In response, Defendants submitted the affidavit of Dr. Stephen Wiener, the Medical Director at SCI Phoenix. ECF No. 133-1. The affidavit states that Dr. Wiener reviewed Plaintiff's filings, the basis for Plaintiff's belief that he contracted Hepatitis A, and the relevant laboratory reports. After careful analysis thereof, Dr. Wiener stated that Plaintiff does not have an active infection of any type of Hepatitis virus. Id. Dr. Wiener attributes Plaintiff's confusion to a misinterpretation of laboratory results, which indicated that Plaintiff tested positive for certain antibodies related to Hepatitis A. Id. The presence of these antibodies means that Plaintiff either (1) was vaccinated for Hepatitis A, or (2) contracted Hepatitis A at a prior time, but no longer is infected. Id.

Before proceeding to the Tabron factors, the Court notes that the threshold issue in the court's determination of whether to appoint counsel is whether Plaintiff's claim is potentially meritorious. See Tabron, 6 F.3d 147 at 155 ("As a threshold matter, a district court must assess whether the claimant's case has some arguable merit in fact and in law.") Here, Plaintiff has framed his request for counsel as one that seeks assistance with a "new matter." Indeed, it is unclear to the Court how a Hepatitis infection would constitute a basis for the appointment of counsel in this case. Potentially, Plaintiff seeks counsel's assistance to determine whether to initiate a new civil action. Regardless, given the information provided in Dr. Wiener's affidavit, the Court finds that Plaintiff's claim that he contracted Hepatitis A and that prison personnel failed to disclose the infection lacks any merit. Thus, it does not provide a basis for the appointment of counsel. Because Plaintiff has failed to meet the threshold determination of whether his claim has arguable merit, the Court need not, and does not, address the remaining Tabron factors.

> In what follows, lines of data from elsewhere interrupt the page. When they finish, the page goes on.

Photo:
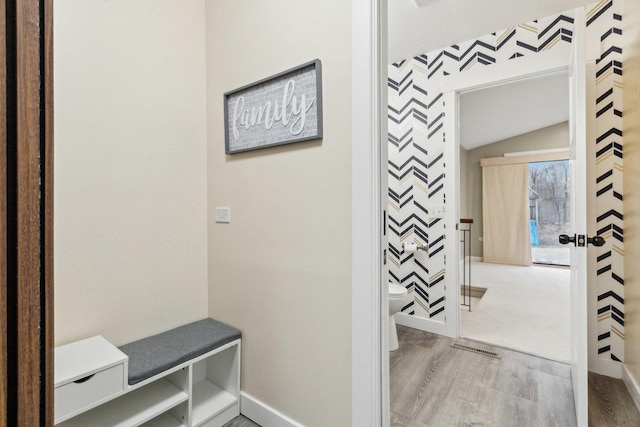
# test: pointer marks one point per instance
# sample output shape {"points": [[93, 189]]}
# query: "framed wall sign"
{"points": [[281, 109]]}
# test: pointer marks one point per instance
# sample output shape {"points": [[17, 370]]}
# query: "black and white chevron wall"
{"points": [[417, 171], [604, 26]]}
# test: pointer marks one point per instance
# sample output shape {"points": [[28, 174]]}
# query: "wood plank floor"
{"points": [[610, 404], [435, 385]]}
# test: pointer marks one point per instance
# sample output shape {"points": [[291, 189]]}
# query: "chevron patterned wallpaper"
{"points": [[417, 171]]}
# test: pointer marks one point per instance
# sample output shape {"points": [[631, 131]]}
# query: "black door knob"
{"points": [[595, 240], [565, 239]]}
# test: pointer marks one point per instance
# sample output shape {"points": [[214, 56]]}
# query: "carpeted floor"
{"points": [[524, 309]]}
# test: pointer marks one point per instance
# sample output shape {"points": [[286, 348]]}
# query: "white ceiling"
{"points": [[500, 112], [441, 23]]}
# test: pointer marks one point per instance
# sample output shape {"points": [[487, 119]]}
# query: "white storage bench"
{"points": [[188, 376]]}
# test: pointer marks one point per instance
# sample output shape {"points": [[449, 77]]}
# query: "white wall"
{"points": [[631, 120], [130, 167], [281, 270]]}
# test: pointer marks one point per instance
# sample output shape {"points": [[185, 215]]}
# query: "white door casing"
{"points": [[578, 137]]}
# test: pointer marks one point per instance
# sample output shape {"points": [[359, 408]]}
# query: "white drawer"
{"points": [[89, 391]]}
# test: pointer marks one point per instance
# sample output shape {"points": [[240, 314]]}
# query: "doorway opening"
{"points": [[516, 189]]}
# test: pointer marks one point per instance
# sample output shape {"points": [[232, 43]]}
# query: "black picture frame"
{"points": [[254, 116]]}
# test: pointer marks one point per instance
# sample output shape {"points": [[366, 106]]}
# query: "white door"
{"points": [[578, 121]]}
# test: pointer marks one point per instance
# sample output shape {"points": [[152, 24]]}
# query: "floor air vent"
{"points": [[477, 350]]}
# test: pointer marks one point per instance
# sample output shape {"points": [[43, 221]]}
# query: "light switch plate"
{"points": [[223, 215]]}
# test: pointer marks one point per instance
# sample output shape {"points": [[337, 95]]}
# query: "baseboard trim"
{"points": [[263, 414], [610, 368], [632, 385]]}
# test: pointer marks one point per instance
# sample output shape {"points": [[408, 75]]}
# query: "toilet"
{"points": [[397, 300]]}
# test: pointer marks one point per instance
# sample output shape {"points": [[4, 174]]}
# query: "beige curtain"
{"points": [[505, 211]]}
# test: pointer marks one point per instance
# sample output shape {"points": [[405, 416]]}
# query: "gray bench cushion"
{"points": [[153, 355]]}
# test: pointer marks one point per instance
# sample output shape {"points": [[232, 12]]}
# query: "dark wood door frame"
{"points": [[26, 217]]}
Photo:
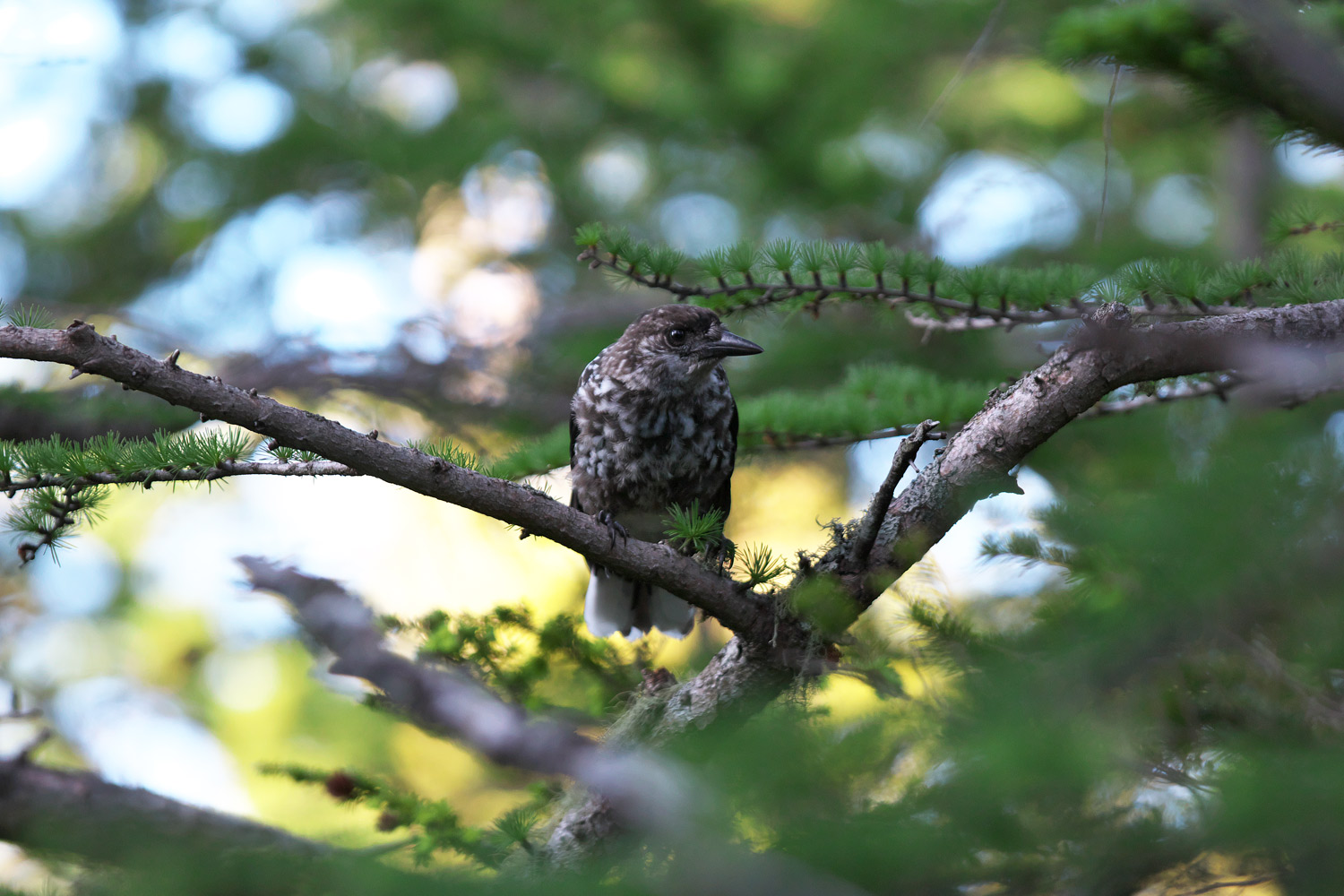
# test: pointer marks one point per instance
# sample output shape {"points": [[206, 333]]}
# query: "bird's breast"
{"points": [[642, 450]]}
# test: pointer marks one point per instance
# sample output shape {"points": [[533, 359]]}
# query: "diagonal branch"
{"points": [[187, 474], [978, 458], [78, 813], [862, 544], [534, 511], [632, 788], [445, 702]]}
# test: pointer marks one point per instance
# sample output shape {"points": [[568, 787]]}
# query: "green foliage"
{"points": [[1219, 56], [539, 665], [871, 398], [433, 823], [824, 605], [56, 478], [448, 450], [534, 455], [761, 564], [589, 234], [750, 277], [691, 530]]}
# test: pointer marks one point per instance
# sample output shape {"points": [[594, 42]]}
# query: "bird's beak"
{"points": [[730, 344]]}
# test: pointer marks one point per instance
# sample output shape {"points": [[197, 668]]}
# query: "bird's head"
{"points": [[674, 343]]}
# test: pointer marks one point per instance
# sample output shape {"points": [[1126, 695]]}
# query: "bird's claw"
{"points": [[613, 528]]}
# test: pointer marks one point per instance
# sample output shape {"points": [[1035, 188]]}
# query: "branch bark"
{"points": [[978, 458], [530, 509], [631, 788], [195, 474], [78, 813]]}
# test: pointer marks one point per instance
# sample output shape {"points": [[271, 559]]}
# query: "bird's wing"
{"points": [[574, 435]]}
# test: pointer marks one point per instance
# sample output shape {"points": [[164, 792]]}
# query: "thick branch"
{"points": [[629, 786], [978, 460], [193, 474], [78, 813], [527, 508], [446, 702], [758, 295], [867, 535]]}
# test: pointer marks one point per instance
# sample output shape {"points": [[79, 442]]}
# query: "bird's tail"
{"points": [[633, 607]]}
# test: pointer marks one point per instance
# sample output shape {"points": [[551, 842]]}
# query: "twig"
{"points": [[798, 441], [900, 461], [636, 788], [968, 62], [1219, 386], [443, 702], [1105, 159], [1072, 306], [185, 474], [80, 346]]}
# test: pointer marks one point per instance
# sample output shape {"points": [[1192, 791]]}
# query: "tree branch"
{"points": [[762, 295], [81, 347], [978, 460], [78, 813], [445, 702], [193, 474], [629, 786], [867, 535]]}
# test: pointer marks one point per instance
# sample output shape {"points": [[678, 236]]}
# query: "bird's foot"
{"points": [[720, 552], [615, 528]]}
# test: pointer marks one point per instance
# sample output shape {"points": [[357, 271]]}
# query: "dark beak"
{"points": [[730, 344]]}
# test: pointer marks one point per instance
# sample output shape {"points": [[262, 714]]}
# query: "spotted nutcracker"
{"points": [[652, 425]]}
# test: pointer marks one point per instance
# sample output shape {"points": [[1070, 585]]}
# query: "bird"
{"points": [[652, 425]]}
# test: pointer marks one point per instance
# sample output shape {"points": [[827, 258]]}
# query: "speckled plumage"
{"points": [[653, 424]]}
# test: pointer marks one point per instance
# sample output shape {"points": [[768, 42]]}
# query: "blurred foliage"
{"points": [[1163, 715], [540, 665]]}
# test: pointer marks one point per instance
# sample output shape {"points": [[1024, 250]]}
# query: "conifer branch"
{"points": [[633, 788], [1110, 354], [642, 790], [1072, 306], [80, 346], [198, 474]]}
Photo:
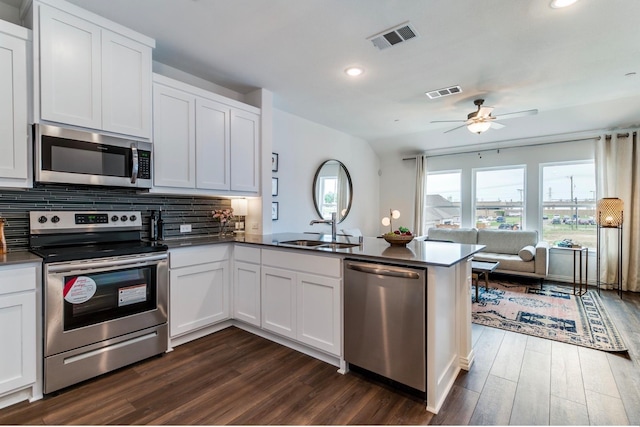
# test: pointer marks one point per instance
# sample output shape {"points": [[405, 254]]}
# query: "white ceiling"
{"points": [[570, 64]]}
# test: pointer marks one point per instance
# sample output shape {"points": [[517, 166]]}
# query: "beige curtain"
{"points": [[421, 196], [618, 175]]}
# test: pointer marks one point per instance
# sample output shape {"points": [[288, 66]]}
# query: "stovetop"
{"points": [[61, 236]]}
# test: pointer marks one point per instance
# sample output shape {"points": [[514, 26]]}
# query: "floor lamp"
{"points": [[609, 210]]}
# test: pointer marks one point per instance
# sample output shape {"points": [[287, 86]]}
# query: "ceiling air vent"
{"points": [[444, 92], [393, 36]]}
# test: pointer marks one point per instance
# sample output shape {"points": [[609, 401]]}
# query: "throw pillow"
{"points": [[527, 253]]}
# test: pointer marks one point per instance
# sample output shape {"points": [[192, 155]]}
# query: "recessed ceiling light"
{"points": [[354, 71], [558, 4]]}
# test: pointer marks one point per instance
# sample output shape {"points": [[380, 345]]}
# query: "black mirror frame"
{"points": [[315, 181]]}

Plaintiff's motion for appointment of counsel (ECF No. 123) and his related filing (ECF No. 129) are therefore DENIED, without prejudice. Plaintiff may renew his motion, if he so desires, should Plaintiff's claim continue to remain viable at subsequent stages of this litigation, based upon the factors handed down in Tabron.

It is so ordered.

FootNotes


1. Although 28 U.S.C. § 1915(d) does not authorize the court to "appoint" counsel, it authorizes the court to "request" an attorney to represent a litigant who is unable to employ counsel on his own. The importance of the distinction was recognized by the Supreme Court in Mallard v. United States District Court, 490 U.S. 296 (1989).